Wir Katholiken - oder sagen wir aus gegebenem Anlaß: Wir römischen Katholiken - wissen, wie schwer es ist katholisch zu sein. Noch dazu wenn einem selber die klare katholische Identität abgeht. Zum Glück können wir nach Rom schauen, wo uns ein Petrusnachfolger vorlebt und vorbuchstabiert, wie aus dem schweren Katholik-sein ein schönes und frohes Katholisch-sein werden kann.
Andere Kirchenfürsten geben den Ihren weniger Orientierung. Der alt-katholische Bischof Matthias Ring zum Beispiel, der sich von evangelisch.de interviewen ließ, turnt schon ganz schön durch die Gegend, wenn er versucht zu erklären, was genau denn das Katholisch-sein der Alt-Katholischen Kirche ausmacht:
"Im Jahr 1870 haben die Alt-Katholiken gesagt: Die vatikanischen Dogmen sind eine Neuerung, wir bleiben beim alten katholischen Glauben. Heute ist dieser Name ein riesiges Marketingproblem, denn unter alt-katholisch versteht man die „ganz Strengen“, wie man in Bayern salopp sagt ... (Tja, dann ändert ihn doch, den Namen, möchte man dem Herrn Bischof zurufen.
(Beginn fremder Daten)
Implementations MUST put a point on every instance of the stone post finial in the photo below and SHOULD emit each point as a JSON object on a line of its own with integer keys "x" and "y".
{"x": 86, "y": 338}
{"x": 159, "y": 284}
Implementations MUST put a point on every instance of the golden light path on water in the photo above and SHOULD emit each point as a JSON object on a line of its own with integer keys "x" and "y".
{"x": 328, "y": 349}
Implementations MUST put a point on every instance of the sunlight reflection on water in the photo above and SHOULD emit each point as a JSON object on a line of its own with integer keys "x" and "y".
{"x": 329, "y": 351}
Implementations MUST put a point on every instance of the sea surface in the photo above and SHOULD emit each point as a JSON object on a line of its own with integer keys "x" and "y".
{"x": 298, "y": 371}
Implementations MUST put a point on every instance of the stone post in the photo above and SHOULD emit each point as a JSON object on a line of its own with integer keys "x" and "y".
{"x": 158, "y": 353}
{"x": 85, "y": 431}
Seid Ihr so verknöchert-konservativ-traditionalistisch, daß Ihr das "Alt" nicht mal für Marketingzwecke fallen lassen oder ersetzen könnt?) Der Rückbezug auf die Alte Kirche, also jene der ersten Jahrhunderte, ist prägend für uns. (Wie das zu seiner Bemerkung vom "sich stets erneuernden Schisma" passt, bleibt sein Geheimnis. Wie wichtig war denn für die "Alte Kirche" die Einheit? Wie tödlich das Schisma und welche Versündigung am Leib Christi?) Wir müssen immer wieder reformieren und verändern, gerade indem wir auf die Anfänge schauen. (Romantik des Anfangs! Welchen Anfang meint er denn? Den des Jahres 33 oder den von 150 oder 330 oder 423?) Kirche hat sich ständig weiterentwickelt. Das darf die Kirche, bitteschön, auch heute. (...)
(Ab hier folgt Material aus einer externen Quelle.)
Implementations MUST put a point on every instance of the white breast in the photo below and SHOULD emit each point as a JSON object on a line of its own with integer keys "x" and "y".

Vom äußeren Erscheinungsbild gibt es bei uns tatsächlich vieles, was an die evangelische Kirche erinnert. Unsere synodale Tradition ist sogar noch älter als bei den meisten protestantischen Landeskirchen. Aber wenn der Weihrauch qualmt, merkt man, dass wir eben doch katholisch sind. (Wenn das mal kein Beweis ist! Aber vielleicht seid Ihr auch Ägypter, Amonssöhne; die hatten nämlich auch Weihrauch...) Die konfessionelle Zugehörigkeit ist ja auch eine Mentalitätsfrage. (War das Luthers Fehler oder der seiner Söhne? Hätte er den Weihrauch beibehalten, dann wäre die Evangelische Kirche heute eben nicht evangelisch, sondern katholisch.) (...)
Natürlich kommen auch viele unserer Gemeindemitglieder und Geistlichen aus der römisch-katholischen Kirche. Wir sind die Kirche des sich stets erneuernden Schismas (Sag das mal der Alten Kirche: Daß man sich an ihr orientieren kann und gleichzeitig auf das "sich stets erneuernde Schisma" stolz sein kann...), denn unsere Zuwächse beruhen auf Beitritten. (Nichts Neues seit 1871...) (...)
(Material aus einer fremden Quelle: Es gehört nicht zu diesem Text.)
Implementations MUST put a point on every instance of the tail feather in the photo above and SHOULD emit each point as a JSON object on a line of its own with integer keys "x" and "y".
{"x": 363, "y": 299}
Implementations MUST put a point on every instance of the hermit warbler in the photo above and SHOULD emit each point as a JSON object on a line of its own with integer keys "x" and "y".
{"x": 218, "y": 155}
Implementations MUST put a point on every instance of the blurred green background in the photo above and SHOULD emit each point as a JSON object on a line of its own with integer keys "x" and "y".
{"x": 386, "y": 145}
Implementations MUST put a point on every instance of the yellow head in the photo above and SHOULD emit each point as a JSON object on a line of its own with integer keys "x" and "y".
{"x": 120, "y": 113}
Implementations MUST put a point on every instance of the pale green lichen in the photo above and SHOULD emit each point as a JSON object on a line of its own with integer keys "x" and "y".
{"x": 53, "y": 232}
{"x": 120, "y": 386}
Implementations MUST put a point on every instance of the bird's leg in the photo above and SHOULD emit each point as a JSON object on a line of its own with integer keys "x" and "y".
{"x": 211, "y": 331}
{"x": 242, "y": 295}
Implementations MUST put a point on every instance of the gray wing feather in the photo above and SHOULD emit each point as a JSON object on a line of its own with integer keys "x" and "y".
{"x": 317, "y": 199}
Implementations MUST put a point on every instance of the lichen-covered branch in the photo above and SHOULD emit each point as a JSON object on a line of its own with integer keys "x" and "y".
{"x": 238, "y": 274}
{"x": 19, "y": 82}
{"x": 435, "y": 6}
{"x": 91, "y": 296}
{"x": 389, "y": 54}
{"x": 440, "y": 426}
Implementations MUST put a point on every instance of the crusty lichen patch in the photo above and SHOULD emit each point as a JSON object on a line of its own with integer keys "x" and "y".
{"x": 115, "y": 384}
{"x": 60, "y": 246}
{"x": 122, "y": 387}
Der Papst hat in der Kirche die Rolle des Moderators. Er ist für die Einheit zuständig. Seine Aufgabe ist es, zwischen den einzelnen autonomen Kirchen zu vermitteln und gegebenenfalls zu sagen: Moment, ihr macht jetzt etwas, was für andere ein Problem ist, was die Einheit gefährdet. (Also zum Beispiel: Ihr weiht Frauen zu Priesterinnen und Bischöfinnen?) Man muss ihm dann auch das Recht geben können, in eine Kirche hineinzusprechen - nicht hineinzuregieren. (Reden darf er, aber keine Konsequenzen ziehen, richtig? Und wenn er sieht, daß da eine Kirche die Einheit nicht nur gefährdet, sondern aufkündigt? Was dann?) (...)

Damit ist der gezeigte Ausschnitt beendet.